= Super Comp =

Class of car racing

Super Comp (or Quick Rod) is the fastest of the heads-up Super classes (8.90 index). Super Comp is composed primarily of dragsters. Engine, chassis and body modifications are virtually unlimited, though all entries must adhere to NHRA or IHRA safety standards. Four and six-cylinder-powered entries may have a minimum weight of 1,000 pounds; all others cannot weigh less than 1,350 pounds.

Most Super Comp or Quick Rod cars are capable of running well under the 8.90 index, but they use a number of electronic aids, including a timer and an adjustable throttle (also known as a throttle stop), to run as close to the index as possible without breaking out. In the IHRA, the class is called Quick Rod. It is the fastest of the three Rod Classes. Besides dragsters, there are also doorslammers, altereds and roadsters.

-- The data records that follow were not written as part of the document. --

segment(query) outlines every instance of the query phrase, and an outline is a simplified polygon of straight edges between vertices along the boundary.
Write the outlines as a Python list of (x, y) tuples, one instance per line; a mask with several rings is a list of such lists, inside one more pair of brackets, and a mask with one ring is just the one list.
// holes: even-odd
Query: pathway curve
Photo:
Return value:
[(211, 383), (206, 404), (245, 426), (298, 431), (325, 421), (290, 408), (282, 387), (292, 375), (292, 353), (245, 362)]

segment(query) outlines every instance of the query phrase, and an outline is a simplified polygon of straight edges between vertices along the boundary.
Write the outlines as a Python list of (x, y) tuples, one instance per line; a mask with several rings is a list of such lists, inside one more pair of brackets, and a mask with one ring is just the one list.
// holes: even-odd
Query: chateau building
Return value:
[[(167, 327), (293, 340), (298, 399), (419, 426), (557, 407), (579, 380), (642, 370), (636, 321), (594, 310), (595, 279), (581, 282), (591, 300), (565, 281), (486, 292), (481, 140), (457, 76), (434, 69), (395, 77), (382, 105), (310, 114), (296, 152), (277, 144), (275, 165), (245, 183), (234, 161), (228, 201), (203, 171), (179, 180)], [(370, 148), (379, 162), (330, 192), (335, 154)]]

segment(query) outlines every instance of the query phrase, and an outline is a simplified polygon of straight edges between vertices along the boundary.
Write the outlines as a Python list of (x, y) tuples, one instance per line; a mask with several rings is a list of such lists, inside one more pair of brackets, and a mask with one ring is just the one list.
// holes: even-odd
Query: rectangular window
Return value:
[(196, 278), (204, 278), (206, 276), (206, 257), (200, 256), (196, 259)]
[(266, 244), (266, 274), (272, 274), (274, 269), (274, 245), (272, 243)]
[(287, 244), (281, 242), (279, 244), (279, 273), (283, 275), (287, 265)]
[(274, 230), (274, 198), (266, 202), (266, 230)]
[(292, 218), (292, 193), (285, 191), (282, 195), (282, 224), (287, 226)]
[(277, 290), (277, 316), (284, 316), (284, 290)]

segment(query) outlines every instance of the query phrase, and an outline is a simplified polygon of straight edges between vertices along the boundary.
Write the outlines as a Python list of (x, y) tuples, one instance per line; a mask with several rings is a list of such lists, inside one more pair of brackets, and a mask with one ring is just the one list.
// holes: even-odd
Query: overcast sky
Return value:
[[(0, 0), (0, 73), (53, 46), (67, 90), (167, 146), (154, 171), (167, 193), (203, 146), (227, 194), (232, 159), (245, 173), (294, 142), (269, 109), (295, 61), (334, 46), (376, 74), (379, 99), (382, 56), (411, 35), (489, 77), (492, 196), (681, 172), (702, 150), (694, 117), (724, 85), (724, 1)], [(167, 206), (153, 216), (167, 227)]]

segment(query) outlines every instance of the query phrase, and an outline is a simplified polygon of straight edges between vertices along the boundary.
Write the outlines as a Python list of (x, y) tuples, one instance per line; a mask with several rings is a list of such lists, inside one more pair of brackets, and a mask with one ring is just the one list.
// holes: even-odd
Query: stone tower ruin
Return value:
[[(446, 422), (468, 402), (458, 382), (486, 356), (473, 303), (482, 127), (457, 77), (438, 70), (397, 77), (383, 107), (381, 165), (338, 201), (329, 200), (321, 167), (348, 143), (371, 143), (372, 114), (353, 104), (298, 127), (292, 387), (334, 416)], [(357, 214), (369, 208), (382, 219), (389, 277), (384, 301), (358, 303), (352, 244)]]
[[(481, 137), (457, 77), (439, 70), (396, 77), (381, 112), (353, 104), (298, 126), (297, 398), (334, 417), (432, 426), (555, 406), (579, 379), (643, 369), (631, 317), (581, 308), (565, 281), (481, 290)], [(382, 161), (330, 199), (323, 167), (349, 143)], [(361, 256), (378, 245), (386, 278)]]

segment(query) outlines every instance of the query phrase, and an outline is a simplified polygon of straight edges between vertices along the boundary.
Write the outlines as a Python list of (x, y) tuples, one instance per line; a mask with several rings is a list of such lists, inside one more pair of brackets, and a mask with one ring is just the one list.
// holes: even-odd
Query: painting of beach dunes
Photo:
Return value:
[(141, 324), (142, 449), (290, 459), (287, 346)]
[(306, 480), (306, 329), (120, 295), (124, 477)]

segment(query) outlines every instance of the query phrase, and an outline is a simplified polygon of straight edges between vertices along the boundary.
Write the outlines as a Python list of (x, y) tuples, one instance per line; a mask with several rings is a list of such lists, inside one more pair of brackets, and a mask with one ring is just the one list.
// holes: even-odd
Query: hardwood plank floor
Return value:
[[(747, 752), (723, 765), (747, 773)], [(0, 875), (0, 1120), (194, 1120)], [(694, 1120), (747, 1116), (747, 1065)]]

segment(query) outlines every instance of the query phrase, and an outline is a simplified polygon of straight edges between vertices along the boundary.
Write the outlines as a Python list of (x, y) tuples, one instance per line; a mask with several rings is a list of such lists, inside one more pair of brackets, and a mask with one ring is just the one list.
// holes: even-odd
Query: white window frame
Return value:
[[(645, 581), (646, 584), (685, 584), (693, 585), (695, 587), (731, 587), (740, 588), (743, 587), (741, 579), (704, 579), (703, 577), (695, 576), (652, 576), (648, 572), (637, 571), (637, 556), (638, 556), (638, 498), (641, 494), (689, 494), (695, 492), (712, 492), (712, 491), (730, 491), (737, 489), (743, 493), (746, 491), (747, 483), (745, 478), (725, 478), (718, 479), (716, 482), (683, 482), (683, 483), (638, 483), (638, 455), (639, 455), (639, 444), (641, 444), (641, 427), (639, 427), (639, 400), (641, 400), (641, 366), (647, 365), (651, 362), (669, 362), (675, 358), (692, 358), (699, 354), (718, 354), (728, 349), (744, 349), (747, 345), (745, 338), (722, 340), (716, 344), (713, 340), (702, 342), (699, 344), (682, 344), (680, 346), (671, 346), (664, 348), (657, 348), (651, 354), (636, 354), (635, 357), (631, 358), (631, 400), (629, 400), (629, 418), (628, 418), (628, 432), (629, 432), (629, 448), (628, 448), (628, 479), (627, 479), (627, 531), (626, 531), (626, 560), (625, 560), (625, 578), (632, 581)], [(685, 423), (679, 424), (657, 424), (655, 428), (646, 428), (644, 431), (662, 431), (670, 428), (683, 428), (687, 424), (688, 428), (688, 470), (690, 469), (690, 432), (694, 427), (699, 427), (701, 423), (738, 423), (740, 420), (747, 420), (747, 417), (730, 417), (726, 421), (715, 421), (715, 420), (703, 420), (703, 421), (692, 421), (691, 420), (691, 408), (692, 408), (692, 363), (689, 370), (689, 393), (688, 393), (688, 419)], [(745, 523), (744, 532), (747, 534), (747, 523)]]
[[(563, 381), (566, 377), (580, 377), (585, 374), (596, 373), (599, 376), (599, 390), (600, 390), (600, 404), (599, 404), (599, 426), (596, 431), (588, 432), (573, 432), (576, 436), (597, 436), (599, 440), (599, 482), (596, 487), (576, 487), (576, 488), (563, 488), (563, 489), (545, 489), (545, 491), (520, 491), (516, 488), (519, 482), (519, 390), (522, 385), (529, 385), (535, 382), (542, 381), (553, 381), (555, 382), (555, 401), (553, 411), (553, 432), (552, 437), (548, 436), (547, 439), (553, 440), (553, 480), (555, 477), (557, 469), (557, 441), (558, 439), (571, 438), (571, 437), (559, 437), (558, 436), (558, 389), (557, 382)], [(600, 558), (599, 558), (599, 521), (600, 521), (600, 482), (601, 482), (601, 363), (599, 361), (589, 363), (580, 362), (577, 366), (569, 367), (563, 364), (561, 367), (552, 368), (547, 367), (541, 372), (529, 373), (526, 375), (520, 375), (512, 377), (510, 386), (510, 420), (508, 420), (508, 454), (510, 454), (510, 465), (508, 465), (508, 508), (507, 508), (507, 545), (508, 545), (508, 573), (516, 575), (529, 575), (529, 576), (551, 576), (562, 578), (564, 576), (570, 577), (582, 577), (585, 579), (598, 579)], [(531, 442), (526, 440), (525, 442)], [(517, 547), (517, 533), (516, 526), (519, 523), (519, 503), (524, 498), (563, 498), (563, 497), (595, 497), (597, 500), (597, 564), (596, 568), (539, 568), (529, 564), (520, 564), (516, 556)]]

At race tracks where the altitude is above 1,500 feet above sea level (mostly in Divisions 5, 6, and 7 in the NHRA), tracks will have an Altitude Correction Factor multiplied into the index time. The index time will be multiplied by the Altitude Correction Factor to obtain the official time used by the NHRA. At The Strip at Las Vegas Motor Speedway, the index is 9.05 seconds.